Now that Hezbollah has lost control of Lebanon’s parliament, the reformists, independents, and anti-Hezbollah forces in Lebanon’s newly elected parliament may be angling to take on the longstanding issue of the group’s weapons, analysts say. The Iran-backed Hezbollah political party is also the only militia to have not disarmed after the end of Lebanon’s 1975-1990 civil war, and its weapons cache reportedly outguns that of the national army.
Samir Geagea heads the Lebanese Forces and opposes fellow Christian, Michel Aoun, Lebanon’s president, and his alliance with Hezbollah. Geagea’s party won 19 parliamentary seats in a recent election that saw Hezbollah lose its majority in Lebanon’s parliament.
Geagea recently urged opposition groups, independents, and small parties to work together “to activate this opposition after it has become the majority in parliament,” in remarks noted by Lebanon’s National News Agency.

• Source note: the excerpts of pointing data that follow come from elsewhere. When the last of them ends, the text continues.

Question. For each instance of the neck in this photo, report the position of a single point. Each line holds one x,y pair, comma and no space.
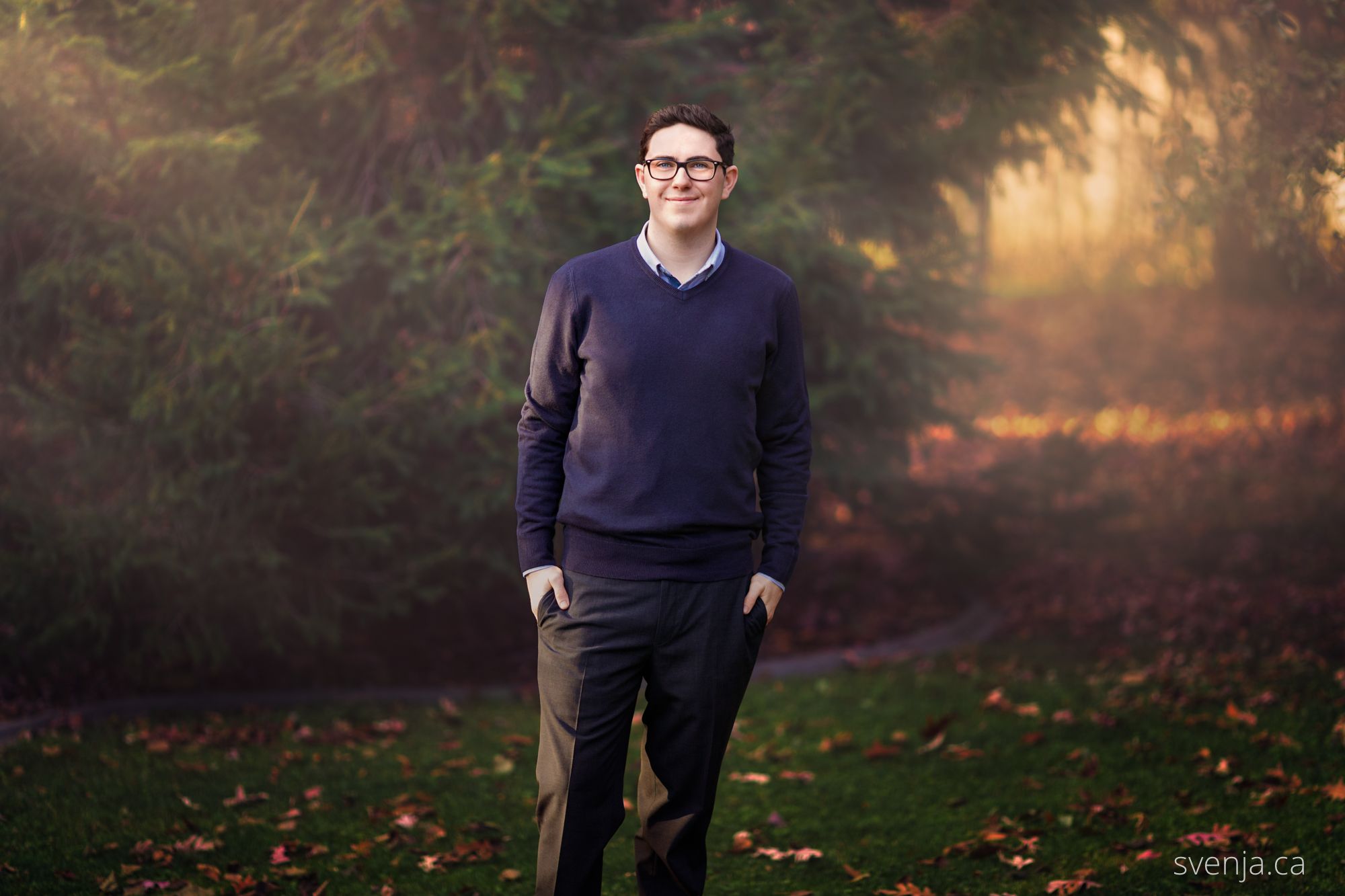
681,248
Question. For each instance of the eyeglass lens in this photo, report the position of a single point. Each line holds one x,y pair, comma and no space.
697,169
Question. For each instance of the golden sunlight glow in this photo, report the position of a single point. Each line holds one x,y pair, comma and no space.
1144,424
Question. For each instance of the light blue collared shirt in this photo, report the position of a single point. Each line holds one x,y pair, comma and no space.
711,266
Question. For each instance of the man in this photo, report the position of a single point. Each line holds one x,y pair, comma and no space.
668,369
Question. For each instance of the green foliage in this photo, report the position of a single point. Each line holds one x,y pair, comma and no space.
1273,79
270,276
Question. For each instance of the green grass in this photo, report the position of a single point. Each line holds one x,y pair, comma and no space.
1089,794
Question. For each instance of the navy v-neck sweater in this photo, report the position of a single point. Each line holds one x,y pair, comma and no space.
648,411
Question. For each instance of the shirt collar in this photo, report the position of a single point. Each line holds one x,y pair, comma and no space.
653,261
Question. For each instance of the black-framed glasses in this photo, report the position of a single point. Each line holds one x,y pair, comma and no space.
665,169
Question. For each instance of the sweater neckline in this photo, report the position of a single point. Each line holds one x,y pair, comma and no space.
681,294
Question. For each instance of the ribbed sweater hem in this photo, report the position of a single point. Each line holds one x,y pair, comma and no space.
614,557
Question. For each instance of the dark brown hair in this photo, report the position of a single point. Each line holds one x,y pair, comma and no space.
697,116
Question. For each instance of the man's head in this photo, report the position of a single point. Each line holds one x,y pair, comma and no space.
693,135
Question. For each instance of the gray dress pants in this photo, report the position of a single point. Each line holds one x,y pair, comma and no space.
695,647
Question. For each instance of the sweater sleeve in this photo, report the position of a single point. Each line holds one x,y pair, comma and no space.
551,400
785,428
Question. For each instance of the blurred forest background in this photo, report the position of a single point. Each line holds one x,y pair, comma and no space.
270,276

Geagea campaigned on sovereignty issues and seeing Hezbollah disarmed. Speaking to the French news agency, AFP, Geagea said, “All strategic decision making should return to the Lebanese state, and security and military matters should be handled exclusively by the Lebanese army. No one, he said, should be able to transport missiles from one place to another without the permission and knowledge of the military” – a reference to Hezbollah.
Habib Malik of the Lebanese American University told VOA that he sees the anti-Hezbollah forces in the new parliament potentially taking on the controversial issue of Hezbollah’s insistence of keeping its weapons.

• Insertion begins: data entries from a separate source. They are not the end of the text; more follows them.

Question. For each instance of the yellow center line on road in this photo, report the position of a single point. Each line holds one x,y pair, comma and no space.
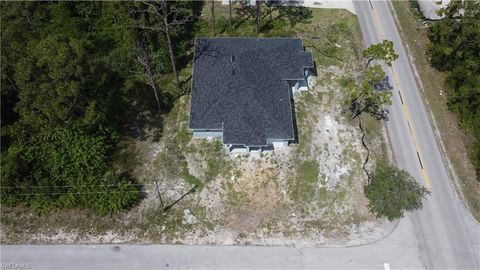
426,180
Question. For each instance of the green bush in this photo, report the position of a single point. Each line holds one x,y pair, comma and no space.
393,191
62,167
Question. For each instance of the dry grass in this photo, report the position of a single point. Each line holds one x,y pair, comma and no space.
455,142
244,200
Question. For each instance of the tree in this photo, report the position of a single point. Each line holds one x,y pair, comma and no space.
371,94
294,14
455,49
382,51
167,19
144,56
392,192
63,167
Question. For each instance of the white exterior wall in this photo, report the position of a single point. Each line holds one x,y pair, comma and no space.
207,133
280,144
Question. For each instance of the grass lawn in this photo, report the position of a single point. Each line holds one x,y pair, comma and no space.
314,188
455,142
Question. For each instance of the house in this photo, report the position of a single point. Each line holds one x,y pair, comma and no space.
242,90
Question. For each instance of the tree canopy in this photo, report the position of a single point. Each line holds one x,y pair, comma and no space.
70,77
372,91
455,48
381,51
392,192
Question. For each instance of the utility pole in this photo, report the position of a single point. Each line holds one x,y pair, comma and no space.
213,17
230,12
158,193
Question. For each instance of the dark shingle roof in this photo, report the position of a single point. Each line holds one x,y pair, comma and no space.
239,85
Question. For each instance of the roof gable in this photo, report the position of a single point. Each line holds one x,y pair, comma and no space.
239,85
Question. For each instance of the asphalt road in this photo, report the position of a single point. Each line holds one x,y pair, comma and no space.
399,250
442,235
443,225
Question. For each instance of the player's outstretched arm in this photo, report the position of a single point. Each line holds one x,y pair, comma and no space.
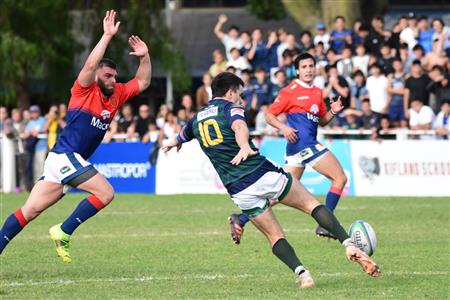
144,72
335,107
242,135
110,28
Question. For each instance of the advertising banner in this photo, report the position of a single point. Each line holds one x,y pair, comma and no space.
188,171
401,168
126,166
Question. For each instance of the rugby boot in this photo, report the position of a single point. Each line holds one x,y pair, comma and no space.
61,240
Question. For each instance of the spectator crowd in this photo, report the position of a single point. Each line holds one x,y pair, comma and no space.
387,78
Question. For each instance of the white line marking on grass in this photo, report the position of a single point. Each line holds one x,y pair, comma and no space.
125,279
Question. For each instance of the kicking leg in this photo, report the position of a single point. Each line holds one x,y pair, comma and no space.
298,197
43,195
268,225
238,221
102,193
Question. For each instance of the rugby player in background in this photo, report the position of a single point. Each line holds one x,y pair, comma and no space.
305,109
95,99
251,179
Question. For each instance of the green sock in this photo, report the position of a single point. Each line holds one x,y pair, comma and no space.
286,254
327,220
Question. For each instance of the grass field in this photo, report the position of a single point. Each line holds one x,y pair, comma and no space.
178,247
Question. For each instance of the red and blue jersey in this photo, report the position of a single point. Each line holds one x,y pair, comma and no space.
89,116
303,106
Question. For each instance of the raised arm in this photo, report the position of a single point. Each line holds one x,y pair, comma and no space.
110,28
242,135
144,72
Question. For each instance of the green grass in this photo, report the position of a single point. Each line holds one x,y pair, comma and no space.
178,247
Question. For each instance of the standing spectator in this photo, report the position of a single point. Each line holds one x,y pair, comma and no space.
237,61
442,33
358,89
409,34
377,35
405,57
340,35
219,65
336,86
421,116
231,39
361,60
36,146
161,116
377,85
261,88
322,35
258,53
415,87
246,43
442,124
425,33
345,64
143,120
385,60
435,57
306,41
204,92
439,86
396,90
188,104
281,82
287,64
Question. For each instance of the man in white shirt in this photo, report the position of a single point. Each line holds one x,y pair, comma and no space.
229,40
421,116
377,85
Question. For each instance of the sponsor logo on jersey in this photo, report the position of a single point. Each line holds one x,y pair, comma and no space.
302,97
64,169
100,125
210,111
105,114
237,111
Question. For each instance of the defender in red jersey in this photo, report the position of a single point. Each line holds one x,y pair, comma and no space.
95,98
305,110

“The unlawful arms of Hezbollah,” he said. “This new parliament should never be used as a means to legitimize Hezbollah’s arms. That was one of their aims. And it’s not going to happen right now because there (are) enough votes to block that.

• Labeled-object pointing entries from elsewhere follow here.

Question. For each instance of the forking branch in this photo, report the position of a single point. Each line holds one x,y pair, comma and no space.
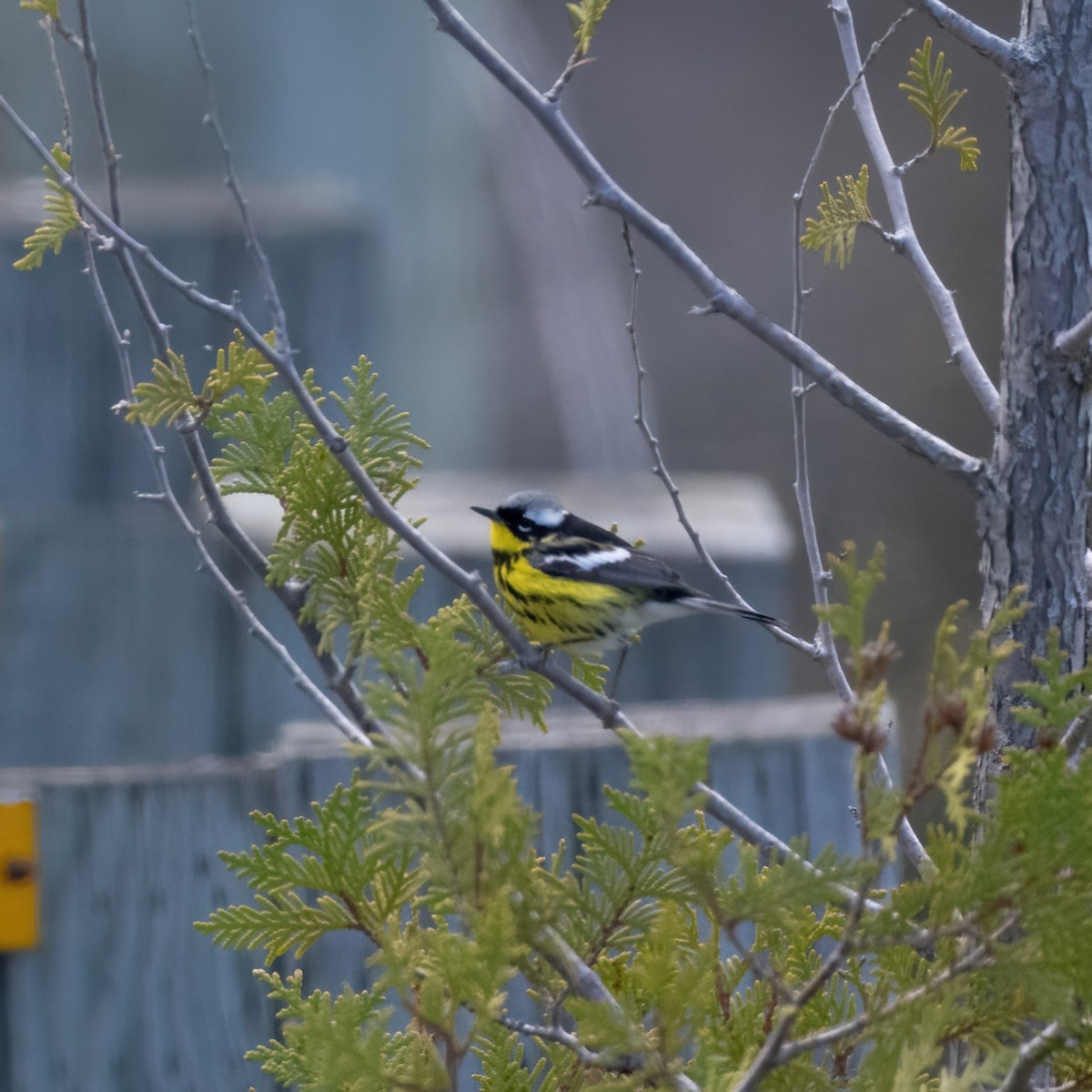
609,711
604,190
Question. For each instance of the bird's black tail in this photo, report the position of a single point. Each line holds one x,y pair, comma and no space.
702,603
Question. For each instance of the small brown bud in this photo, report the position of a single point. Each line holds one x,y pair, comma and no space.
847,722
852,724
986,736
875,659
875,737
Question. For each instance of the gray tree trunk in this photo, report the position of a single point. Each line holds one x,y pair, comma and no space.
1033,508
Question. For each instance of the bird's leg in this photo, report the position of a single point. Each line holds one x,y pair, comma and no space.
617,672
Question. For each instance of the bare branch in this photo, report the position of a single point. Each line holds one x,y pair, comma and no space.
993,47
560,1036
1076,341
238,602
721,298
769,1055
825,652
905,238
531,656
339,681
1031,1053
980,956
660,468
232,180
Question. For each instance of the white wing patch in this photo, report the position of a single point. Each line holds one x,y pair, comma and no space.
590,561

Similarly, anti-Hezbollah MPs should get together to press for Lebanon’s neutrality. This weapon that Hezbollah wields all the time by accusing people right and left of being a Zionist agent whenever they did disagree with them—this accusation of treason needs to be pointed out as well.”
Recently, Hezbollah leader Hasan Nasrallah tried to argue that with the many challenges engulfing Lebanon, including a finance meltdown and difficulties with food, medicine, and fuel supplies, he urged for “postponing” discussion of Hezbollah’s weapons for a further two years.
Baria Alamuddin, writing in the Saudi Arab News newspaper, called it “an interesting change of tone from Hezbollah’s usual threats to engulf the region in flames before relinquishing its arms.”
Still, Dania Koleilat Khatib with the Issam Fares Institute at the American University of Beirut, told VOA that perhaps not all the new MPs, including those of the opposition protest groups, will want to deal with disarming Hezbollah.
“Some people of the protest groups would say: ‘Let us leave the issue of Hezbollah for now and let us focus more on corruption,'”Khatib said. “So, let us leave the issue of the arms of Hezbollah’s which is bigger than us and it will [lead] us to fight with each other and let us focus on how we can have electricity, jobs. Let’s hope they will come to something realistic and act like one bloc.”
Blacklisted as a terrorist group by the United States and other Western countries, Hezbollah supporters say it defends Lebanon against Israel. But opponents argue that Hezbollah undermines the state on security matters and exposes Lebanon to costly disputes, with the Iran-backed militia deploying fighters and weapons across the Middle East.